The Commonwealth Bank of Australia’s (CBA) latest Household Spending Intentions (HSI) series has revealed that home buying intentions have continued their upward trajectory in February, with the smoothed series reaching its highest level since the start of the data series in 2015.
According to CBA chief economist Stephen Halmarick, both mortgage applications and Google searches were up on the month, and considerably higher than the levels recorded in February 2020, and up after intentions shrank in December 2020.
Mr Halmarick said the CBA continues to “expect the home buying market to be a key source of support for the Australian economy in 2021”, which it said would be driven largely by very low interest rates.
Motor vehicle spending intentions reduced slightly in February 2021 compared with February 2020 for Google searches and loan applications, the series found.
“The ongoing improvement in the housing market is expected, however, to support the outlook for motor vehicle spending,” Mr Halmarick said.
“Working against this trend is the increasing shift to work from home.”
Meanwhile, retail spending intentions softened in February, with Google searches declining noticeably, the research found.
However, actual retail spending remained stronger in February 2021 compared with the same time last year, according to the HSI series.
The series found that the year to February 2021 saw strong increases in spending on clothing (including uniforms), grocery stores and supermarkets, department stores, furniture stores, paint and hardware stores, jewellery and watch stores, leather and luggage goods, cosmetic stores, digital apps, electronic stores, florists, hobby and toy stores, pet shops and record stores.

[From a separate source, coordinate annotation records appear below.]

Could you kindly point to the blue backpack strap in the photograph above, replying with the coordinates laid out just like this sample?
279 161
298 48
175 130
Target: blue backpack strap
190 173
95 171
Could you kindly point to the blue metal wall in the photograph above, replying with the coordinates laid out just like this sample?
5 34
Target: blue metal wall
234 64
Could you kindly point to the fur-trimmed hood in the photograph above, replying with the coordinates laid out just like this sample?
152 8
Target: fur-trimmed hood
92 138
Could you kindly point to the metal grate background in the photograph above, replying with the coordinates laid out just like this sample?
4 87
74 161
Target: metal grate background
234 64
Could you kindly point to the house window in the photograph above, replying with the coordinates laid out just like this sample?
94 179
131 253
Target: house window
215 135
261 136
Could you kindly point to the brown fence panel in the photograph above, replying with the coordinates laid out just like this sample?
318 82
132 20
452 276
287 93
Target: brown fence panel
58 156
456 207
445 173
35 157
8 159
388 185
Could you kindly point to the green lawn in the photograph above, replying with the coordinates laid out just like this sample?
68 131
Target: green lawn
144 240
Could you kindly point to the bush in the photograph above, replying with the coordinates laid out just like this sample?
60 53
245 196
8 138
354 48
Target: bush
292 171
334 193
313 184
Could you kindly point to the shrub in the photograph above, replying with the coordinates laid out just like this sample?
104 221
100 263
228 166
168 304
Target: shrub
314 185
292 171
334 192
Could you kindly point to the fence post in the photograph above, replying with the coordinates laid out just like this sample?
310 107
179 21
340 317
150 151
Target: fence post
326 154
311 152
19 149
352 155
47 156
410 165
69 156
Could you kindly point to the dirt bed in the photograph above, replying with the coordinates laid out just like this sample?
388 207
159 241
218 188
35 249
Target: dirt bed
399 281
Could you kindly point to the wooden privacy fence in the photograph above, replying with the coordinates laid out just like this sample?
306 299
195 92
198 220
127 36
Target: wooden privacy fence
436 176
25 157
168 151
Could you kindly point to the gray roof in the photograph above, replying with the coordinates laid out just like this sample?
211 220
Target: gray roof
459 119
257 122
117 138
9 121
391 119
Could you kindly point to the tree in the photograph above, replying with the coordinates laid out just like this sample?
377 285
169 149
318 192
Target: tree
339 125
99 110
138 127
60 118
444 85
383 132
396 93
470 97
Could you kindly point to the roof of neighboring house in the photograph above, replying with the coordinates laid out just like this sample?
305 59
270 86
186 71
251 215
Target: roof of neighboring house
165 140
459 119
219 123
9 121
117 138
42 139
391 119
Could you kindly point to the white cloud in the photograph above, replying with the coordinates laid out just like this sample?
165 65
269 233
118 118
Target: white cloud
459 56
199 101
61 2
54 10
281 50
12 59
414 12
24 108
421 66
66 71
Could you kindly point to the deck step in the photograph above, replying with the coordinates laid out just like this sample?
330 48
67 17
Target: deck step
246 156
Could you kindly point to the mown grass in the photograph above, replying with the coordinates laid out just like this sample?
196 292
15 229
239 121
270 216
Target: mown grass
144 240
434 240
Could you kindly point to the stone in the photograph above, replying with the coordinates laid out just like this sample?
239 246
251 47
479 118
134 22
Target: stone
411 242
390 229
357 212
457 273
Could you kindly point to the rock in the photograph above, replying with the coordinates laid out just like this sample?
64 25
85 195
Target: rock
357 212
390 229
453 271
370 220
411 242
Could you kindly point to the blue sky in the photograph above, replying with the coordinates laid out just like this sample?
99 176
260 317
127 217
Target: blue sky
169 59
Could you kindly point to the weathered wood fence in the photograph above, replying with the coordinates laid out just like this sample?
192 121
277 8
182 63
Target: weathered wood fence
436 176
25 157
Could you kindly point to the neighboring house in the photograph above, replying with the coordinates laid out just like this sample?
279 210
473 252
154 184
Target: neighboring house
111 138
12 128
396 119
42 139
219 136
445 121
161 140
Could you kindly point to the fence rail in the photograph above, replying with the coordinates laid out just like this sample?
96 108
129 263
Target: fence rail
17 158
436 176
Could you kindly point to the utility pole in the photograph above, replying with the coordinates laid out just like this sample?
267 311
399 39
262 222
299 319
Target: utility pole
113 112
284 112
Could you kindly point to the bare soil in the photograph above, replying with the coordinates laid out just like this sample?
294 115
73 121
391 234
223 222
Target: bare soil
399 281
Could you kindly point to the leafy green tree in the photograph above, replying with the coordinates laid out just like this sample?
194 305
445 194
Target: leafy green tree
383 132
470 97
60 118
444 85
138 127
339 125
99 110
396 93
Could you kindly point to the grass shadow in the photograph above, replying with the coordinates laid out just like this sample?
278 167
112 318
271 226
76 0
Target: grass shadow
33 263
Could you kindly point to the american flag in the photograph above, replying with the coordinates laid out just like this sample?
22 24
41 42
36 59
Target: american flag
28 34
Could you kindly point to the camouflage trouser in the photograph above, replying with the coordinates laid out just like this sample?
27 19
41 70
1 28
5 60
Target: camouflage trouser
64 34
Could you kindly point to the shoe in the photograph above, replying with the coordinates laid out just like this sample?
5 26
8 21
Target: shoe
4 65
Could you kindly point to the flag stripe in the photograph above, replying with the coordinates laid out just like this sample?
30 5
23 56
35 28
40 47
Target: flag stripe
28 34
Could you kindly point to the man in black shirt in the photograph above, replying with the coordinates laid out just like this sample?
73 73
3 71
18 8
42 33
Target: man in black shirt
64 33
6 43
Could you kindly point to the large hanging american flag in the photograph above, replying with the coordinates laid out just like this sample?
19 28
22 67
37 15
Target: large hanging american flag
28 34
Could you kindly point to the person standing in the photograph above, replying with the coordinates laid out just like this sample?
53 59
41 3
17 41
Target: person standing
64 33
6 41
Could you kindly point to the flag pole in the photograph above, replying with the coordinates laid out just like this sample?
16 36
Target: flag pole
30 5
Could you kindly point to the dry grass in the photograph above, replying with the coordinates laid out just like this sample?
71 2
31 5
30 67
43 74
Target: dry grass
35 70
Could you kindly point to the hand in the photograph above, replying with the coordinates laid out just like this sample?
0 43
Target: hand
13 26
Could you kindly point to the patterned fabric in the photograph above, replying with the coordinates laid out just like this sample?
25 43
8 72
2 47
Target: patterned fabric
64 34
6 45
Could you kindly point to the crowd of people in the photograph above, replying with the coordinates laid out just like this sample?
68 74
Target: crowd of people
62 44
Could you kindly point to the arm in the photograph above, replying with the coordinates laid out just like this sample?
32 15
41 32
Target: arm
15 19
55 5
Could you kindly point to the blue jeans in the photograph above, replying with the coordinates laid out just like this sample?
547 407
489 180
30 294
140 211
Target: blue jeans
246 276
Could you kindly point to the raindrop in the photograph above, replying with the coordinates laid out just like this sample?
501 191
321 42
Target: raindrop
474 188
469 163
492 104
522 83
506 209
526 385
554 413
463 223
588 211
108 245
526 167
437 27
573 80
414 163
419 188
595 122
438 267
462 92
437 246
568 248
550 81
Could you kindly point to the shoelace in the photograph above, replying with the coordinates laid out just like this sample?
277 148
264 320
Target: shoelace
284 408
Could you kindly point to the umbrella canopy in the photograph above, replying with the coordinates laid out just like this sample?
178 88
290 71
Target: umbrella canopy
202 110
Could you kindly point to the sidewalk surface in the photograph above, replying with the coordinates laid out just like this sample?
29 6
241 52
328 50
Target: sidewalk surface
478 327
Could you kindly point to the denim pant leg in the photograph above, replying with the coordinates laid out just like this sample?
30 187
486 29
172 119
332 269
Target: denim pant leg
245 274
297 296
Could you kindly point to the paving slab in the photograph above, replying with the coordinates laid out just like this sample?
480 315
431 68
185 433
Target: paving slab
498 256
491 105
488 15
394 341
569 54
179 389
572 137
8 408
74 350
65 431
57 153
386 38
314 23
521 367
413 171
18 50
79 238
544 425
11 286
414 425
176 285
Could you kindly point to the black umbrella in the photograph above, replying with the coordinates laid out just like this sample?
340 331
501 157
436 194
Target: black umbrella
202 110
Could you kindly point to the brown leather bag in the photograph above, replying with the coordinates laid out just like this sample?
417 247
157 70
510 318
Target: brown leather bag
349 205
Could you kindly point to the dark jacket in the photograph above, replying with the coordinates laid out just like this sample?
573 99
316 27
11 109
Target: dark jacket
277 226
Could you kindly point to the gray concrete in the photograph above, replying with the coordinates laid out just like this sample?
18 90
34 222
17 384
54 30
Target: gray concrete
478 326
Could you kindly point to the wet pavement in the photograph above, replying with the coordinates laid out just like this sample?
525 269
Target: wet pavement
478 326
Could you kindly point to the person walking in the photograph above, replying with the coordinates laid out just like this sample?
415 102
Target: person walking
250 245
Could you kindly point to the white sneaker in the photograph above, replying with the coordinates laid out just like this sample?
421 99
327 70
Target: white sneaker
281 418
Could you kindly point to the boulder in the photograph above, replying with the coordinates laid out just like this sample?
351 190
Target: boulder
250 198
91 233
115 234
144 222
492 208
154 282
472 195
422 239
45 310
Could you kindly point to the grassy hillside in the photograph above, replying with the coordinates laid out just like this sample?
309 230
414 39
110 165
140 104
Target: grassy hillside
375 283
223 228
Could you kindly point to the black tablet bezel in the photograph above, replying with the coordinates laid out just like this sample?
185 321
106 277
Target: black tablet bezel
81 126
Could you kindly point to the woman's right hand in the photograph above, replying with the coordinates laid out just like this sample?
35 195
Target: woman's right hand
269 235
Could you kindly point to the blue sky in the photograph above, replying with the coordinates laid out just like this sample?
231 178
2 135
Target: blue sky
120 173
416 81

However, there was some weakness in spending on dry cleaners, tailors and duty-free stores, according to Mr Halmarick
He also said that the overall improvement in the HSI data is consistent with other signs that the economy is continuing to recover in the early months of 2021.
“Fourth quarter data showed that economic growth improved further at the end of 2020, with a V-shaped recovery, and we now expect that the Australian economy will grow by 4.4 per cent in 2021,” Mr Halmarick said.
While pointing out that the upcoming expiry of the federal government’s JobKeeper program could pose a risk to the positive economic outlook, Mr Halmarick said that recent CBA research has suggested that any effect of removing the labour market support measure would likely be temporary.
“Our view is that the negative impacts of the end of JobKeeper will be short-lived and that the strength in the labour market, the large savings pool generated throughout 2020 and, as shown by the HSI, the solid momentum in spending and home buying, will see the economy transition successfully through the end of JobKeeper,” he said.
The latest lending indicators data from the Australian Bureau of Statistics (ABS) for January 2021 showed that new loan commitments (seasonally adjusted) spiked by 10.5 per cent and broke the $22-billion mark for the first time to hit $28.8 billion.
Meanwhile, CoreLogic figures revealed that auction volumes across the combined capital cities reached the second-highest number over the year-to-date, with 2,232 homes taken to auction for the week ending 14 March.
The CBA recently forecast a 14 per cent rise in national dwelling prices over a two-year period amid the low rates, and a 16 per cent rise in house prices.